C.J. plays with a dinosaur at Norris Elementary.
C.J. helped illustrate the fact that cancer can strike children, but they can survive and even thrive.
Norris students were invited to become part of the solution by bringing in loose change to support education and research about leukemia, lymphoma and other cancers.
"I think it's important for children to get involved as early as they can with charity," said Kelley Dube of Evans, C.J.'s mom.
"We are pleased to come in and let children interview children," she said. Norris students got to talk with C.J. who arrived with his younger brother Matt who looked much like a miniature version of himself.
Norris students had several questions, including wanting to know which boy had been sick. They also asked what C.J. does for fun, what his favorite foods are, and "Is he going to die?"
Mrs. Dube explained that medical advances can cure cancer, and the coins they would bring in would help.
Children like C.J. play an important role in teaching compassion and educating others about cancer and the need for research, said Ashley Hilley, campaign manager for the Augusta Chapter of the Leukemia & Lymphoma Society who accompanied the Dubes to the school.
"We want to put a face to the mission, especially someone they can relate to age-wise," she said.
Kelley Dube of Evans holds her son, C.J., during the Norris visit.
C.J., who would be in kindergarten this year if he hadn't been sick, was diagnosed a year ago. He will receive treatment for three more years, then will be considered cured, Mrs. Dube explained.

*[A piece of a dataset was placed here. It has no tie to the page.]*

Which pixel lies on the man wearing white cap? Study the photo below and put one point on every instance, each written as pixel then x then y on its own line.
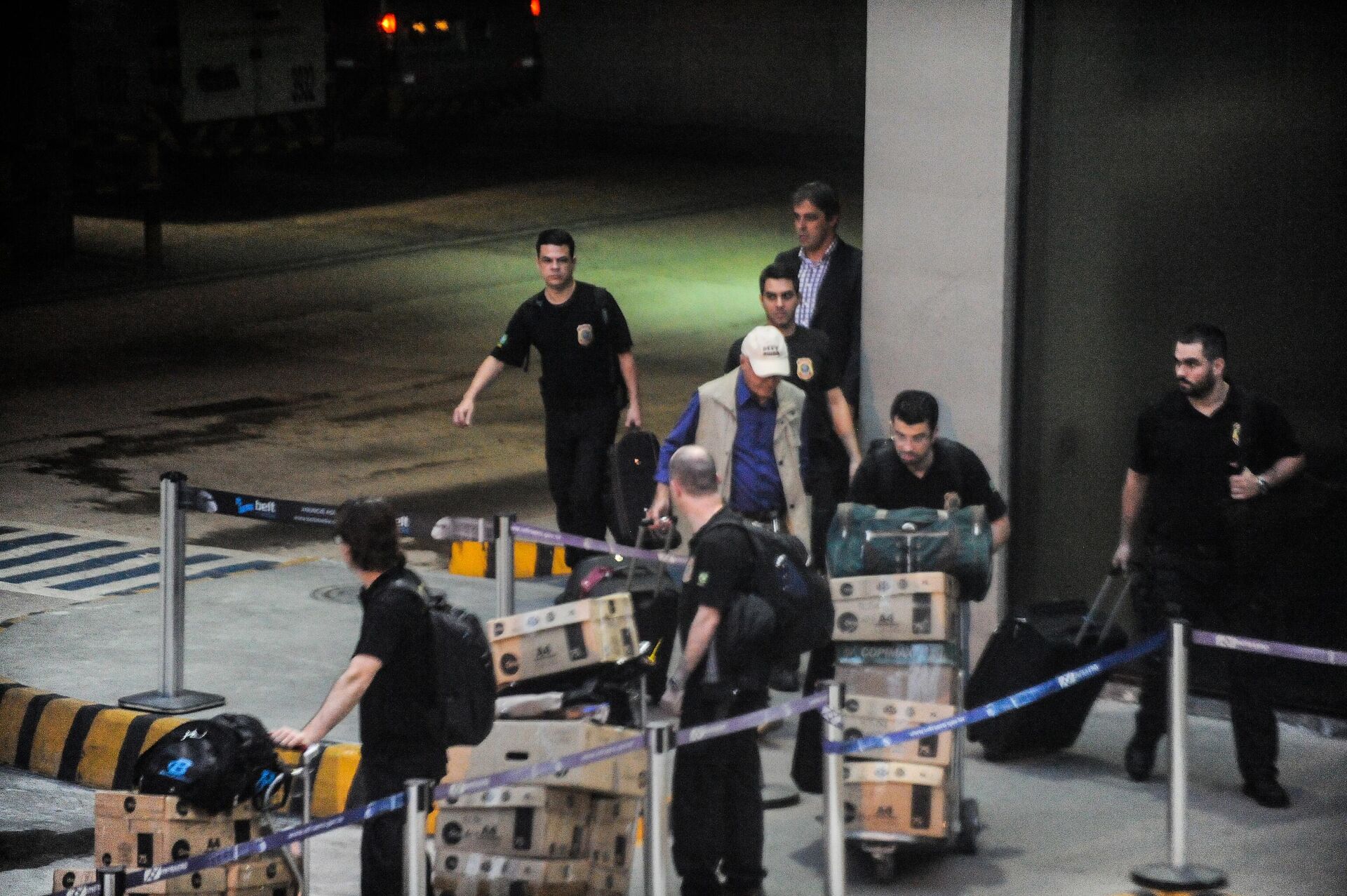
pixel 751 422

Signs that C.J. was ill are hard to detect, except perhaps for his short buzz hairstyle which is a result of his hair just growing back after treatment. But in his family, C.J.'s hairstyle is typical. Little brother Matt, his dad Christopher and his grandfather all sport a buzz cut as a show of support for C.J.
And Norris students now know that can show support for C.J. too by bringing in some spare change.
"If everyone brought in 100 pennies, it would be such a start," Mrs. Dube said.